Democratic presidential nominee Joe Biden takes off his face mask to speak during a drive-in campaign rally at Bucks County Community College on Oct. 24, 2020 in Bristol, Pennsylvania. (Drew Angerer/Getty Images/TNS)

There is no question that this year’s Presidential election has been a rollercoaster ride from start to finish. From the hectic Democratic primaries to the general election the country has been left with lots of questions and lots of confusion. 

This election was one that almost everyone in the country had their eye on very closely. Junior public relations major Justin Rocha was one of them. “I was pretty invested in it. I was expecting it to be really close and I wasn’t sure who was going to win,” Rocha said. “I was definitely expecting a toxic environment in the country after the results were announced. This is the most polarizing election that I’ve personally seen, so I was expecting whichever side lost to be very upset.” 

For public relations major junior Lizzie Mahan, she was unsure of her expectations for the election. “I would say I’m in the middle. I know a lot about issues and the election and I care about the outcome, but I can’t answer very specific questions if they’re thrown at me,” Mahan said. “I didn’t have any expectations for this outcome because I didn’t truly know how the outcome would be.”

While Mahan was unsure of her exact expectations, she was spot on with one of them: how President Trump has reacted to the outcome of the election. “I expected a lot of anger from whoever lost. I figured if Trump lost he’d try to find a lot of mistakes with how the election was counted,” she said.“I figured there would be a lot of riots in the larger cities no matter who won.”

Now that the election is starting to draw to a close, even with recounts and lawsuits going on in several key states, the nation is starting to transition into dealing with the aftermath of it all. 

Rocha had concerns for what Biden’s win means for a transition of power in the upcoming months. “Seeing how Trump’s refusing to concede is honestly very concerning,” he said. “I think the criticism against Trump doing this is warranted. The response at Virginia Tech seems to be against what Trump’s doing from what I can see. It’s going completely against the concept of a peaceful transition of power, and I hope it gets settled sooner rather than later.”

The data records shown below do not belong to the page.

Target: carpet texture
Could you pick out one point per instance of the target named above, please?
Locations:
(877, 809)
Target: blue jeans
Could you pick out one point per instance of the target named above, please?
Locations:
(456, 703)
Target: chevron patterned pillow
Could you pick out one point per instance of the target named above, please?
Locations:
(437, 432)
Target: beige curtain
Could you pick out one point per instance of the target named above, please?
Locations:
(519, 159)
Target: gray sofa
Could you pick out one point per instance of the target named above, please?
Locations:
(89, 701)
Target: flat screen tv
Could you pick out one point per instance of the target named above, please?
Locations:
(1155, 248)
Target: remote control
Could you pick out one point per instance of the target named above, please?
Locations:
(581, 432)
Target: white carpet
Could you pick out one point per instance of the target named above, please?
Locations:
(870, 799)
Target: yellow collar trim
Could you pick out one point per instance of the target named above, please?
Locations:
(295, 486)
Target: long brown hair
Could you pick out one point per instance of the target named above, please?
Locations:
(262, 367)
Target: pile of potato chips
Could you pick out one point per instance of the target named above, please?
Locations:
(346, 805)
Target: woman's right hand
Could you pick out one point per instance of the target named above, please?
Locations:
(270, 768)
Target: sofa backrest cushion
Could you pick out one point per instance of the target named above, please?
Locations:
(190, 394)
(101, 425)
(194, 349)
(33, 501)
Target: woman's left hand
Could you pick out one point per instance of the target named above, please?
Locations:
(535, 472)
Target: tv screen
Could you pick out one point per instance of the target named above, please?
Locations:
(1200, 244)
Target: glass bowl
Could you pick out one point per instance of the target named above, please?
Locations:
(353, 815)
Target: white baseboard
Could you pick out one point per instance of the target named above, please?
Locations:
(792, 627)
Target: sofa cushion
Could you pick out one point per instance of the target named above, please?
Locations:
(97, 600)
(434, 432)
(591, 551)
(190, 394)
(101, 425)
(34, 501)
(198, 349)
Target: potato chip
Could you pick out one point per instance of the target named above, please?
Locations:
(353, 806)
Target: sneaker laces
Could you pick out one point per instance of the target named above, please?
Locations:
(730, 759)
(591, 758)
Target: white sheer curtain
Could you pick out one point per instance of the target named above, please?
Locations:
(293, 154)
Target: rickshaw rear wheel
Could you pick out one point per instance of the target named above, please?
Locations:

Mahan had a sense of the election not being done with yet, although we are transitioning into the end stages of it. “I kind of saw all this coming with the Republicans rioting, the big Democratic cities super excited and the general feeling that it’s not over yet.” 

Even though there is current unrest across many areas in the country, both Rocha and Mahan were hopeful of a new normal come January. “In the long term, I think everyone will be fine once the new president sets in and people get used to it.”